The family publicized the event during a Long Beach City Council meeting, and 4th District Long Beach Councilmember Patrick O’Donnell also helped put the word out to his constituents. Thousands of email messages were sent out, and fliers were posted at nearby businesses.
Meagan Meylor, a Cal State Long Beach student and local neighbor, said she decided to participate after hearing about it through a co-worker at a local real-estate firm.
“I thought maybe I should just try and donate just in case,” she said. “I think it’s great that all these people in the community are coming together to try and help.”

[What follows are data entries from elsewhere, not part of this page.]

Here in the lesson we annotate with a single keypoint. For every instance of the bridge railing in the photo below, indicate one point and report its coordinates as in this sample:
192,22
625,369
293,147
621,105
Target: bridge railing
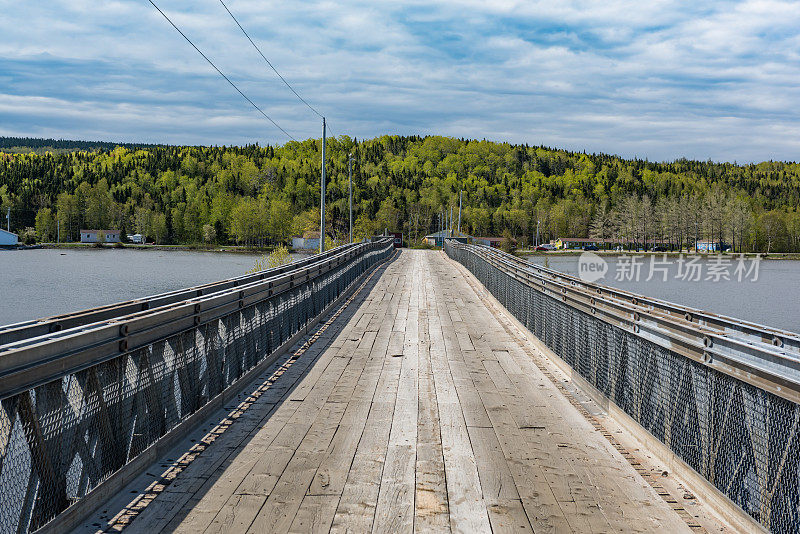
84,403
720,393
39,327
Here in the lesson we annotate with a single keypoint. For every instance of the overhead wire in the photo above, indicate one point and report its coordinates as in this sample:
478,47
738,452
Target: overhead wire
303,100
221,73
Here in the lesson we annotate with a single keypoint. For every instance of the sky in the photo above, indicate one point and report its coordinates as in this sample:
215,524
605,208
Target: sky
660,80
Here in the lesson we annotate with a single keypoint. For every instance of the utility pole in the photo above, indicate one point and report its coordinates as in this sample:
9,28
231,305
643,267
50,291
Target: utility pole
350,187
322,195
460,194
450,228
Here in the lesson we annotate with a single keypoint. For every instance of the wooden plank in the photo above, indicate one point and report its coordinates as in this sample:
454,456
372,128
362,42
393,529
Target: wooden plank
358,502
395,508
467,507
431,509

To participate, each person has to be willing to join a global bone-marrow registry known as Be The Match Registry, which, according to its website, is operated by the National Marrow Donor Program and is considered the “largest and most diverse marrow registry in the world.”
People, between 18 and 44, in general good health and willing to help any patient in need, were required to swab four corners of the inside of their cheeks. Their DNA samples were then placed into an envelope to be sent out to a lab.
Those who participated will be in the registry until their 61st birthday, said Sara Arroyo, Hispanic outreach and recruitment coordinator for Los Angeles-based Asians for Miracle Marrow Matches (A3M), which organized the drive in Long Beach.
If a match is found for Flores or any other of the thousands of patients with life-threatening blood cancers, there are two methods for bone-marrow transplants.
The method most commonly performed is a non-surgical procedure known as peripheral blood stem cell donation (PBSC), which involves extracting circulating peripheral blood from the arm and putting it through a machine to take out stem cells.
The other, more invasive, procedure involves an actual bone-marrow donation in which liquid is extracted from a person’s pelvic bone. This method can leave a person sore for a couple of days.
Arroyo said, however, that, in the case of both methods, cells come back to the body in about four to six weeks. “It’s something your body can donate– it replenishes,” she said. “This doesn’t cause any permanent damage, and you get to help save someone’s life.”
Barbara Welsh, Flores’s grandmother, said the goal of the drive is to collect as many samples as possible given the girl’s mixed race, noting that there are less non-white minorities in the registry.
“Ethnic groups are very underrepresented, and that’s why they’re having a harder time finding a match,” she said. “The match could come from anywhere in the world.”
Welsh added that she hopes the event will spread awareness about how people can join not only to help Flores but the thousands of other patients searching for a cure as well.
“People aren’t aware that this happens, and it’s going on,” she said. “There are people out there every day who need a match… It’s worthwhile, and hopefully this will benefit a lot of people.”